Esa nitidez no es casual. Velasco, naturalista de tiempo completo, se internaba en los cerros con sus libretas, recogía muestras, observaba la forma de las hojas, el movimiento de las nubes, la textura de las piedras. Pintaba en campo, pero también en el laboratorio de su mente. Fue ilustrador de la Sociedad Mexicana de Historia Natural y trabajó en un proyecto inconcluso: La flora del Valle de México, donde catalogaba e ilustraba especies autóctonas. Su pasión por la botánica no era paralela a su arte: era su arte.
Bajo la superficie de algunas de sus pinturas se han descubierto hojas reutilizadas con litografías botánicas: ilustraciones científicas que sirvieron de soporte a sus lienzos. Una simbiosis literal entre ciencia y estética. Velasco no separaba mundos: los fundía.

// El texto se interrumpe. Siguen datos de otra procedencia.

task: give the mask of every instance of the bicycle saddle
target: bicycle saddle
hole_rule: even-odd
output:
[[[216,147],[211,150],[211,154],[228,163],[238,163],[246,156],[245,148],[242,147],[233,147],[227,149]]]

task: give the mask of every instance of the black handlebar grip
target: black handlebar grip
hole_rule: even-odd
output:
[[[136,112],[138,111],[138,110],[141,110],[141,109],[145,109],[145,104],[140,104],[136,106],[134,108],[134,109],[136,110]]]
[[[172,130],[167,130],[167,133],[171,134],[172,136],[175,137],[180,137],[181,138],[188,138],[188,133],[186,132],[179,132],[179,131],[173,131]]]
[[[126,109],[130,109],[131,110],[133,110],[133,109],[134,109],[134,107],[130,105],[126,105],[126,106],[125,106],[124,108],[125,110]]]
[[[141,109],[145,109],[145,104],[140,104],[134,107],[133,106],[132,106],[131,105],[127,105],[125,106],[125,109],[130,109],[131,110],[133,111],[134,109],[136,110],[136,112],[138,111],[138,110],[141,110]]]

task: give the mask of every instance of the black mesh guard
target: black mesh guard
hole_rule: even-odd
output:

Y esa fusión le permitió mirar como pocos. Mientras otros captaban la atmósfera, él capturaba el poro de la hoja en la bruma.
Pero también hay crítica en su obra. Una crítica sutil, incrustada en la composición. En muchos paisajes, Velasco incluye trenes, fábricas, chimeneas: los signos de la modernidad que amenazaban con devorar lo natural. En esa convivencia forzada entre lo mecánico y lo biológico hay una advertencia disfrazada de equilibrio. Su paisaje es también un campo de tensiones: el avance, la pérdida, la memoria.

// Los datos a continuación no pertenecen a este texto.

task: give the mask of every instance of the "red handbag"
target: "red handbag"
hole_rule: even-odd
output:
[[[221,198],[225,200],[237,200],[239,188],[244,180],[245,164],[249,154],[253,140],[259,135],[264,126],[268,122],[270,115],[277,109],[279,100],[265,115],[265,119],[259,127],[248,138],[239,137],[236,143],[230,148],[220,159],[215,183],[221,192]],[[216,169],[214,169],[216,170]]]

Velasco pintaba lo que el ojo no podía ver, pero también lo que el alma no quería aceptar: que todo puede desaparecer. Por eso cada uno de sus árboles es un testimonio, cada sombra un eco. Su realismo no es fotográfico, es existencial. Y en ese hiperrealismo vegetal y mineral habita una verdad: solo quien conoce profundamente la vida, puede pintarla con esa devoción.

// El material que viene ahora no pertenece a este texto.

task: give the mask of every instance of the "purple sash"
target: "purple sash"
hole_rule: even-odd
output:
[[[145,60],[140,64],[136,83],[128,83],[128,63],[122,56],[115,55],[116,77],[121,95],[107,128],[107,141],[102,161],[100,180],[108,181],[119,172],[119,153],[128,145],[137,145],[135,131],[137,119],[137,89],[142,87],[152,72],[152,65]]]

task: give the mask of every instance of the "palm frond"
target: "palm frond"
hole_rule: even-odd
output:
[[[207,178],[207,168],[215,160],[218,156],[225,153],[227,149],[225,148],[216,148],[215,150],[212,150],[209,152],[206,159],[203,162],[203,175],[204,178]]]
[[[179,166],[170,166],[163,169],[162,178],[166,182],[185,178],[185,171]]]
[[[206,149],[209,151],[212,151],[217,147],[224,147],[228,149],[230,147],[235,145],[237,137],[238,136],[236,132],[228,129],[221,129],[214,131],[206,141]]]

Hoy, en una era donde todo es inmediatez , los cuadros de Velasco nos obligan a detenernos. A mirar de nuevo. A darnos cuenta de que hay belleza en lo pequeño, en lo lejano, en lo que usualmente no se ve. Su legado no es solo estético. Es una forma de estar en el mundo: con atención, con pasión, con respeto. Y sobre todo, con una mirada que no se conforma con lo aparente, sino que busca, incesantemente, lo profundo.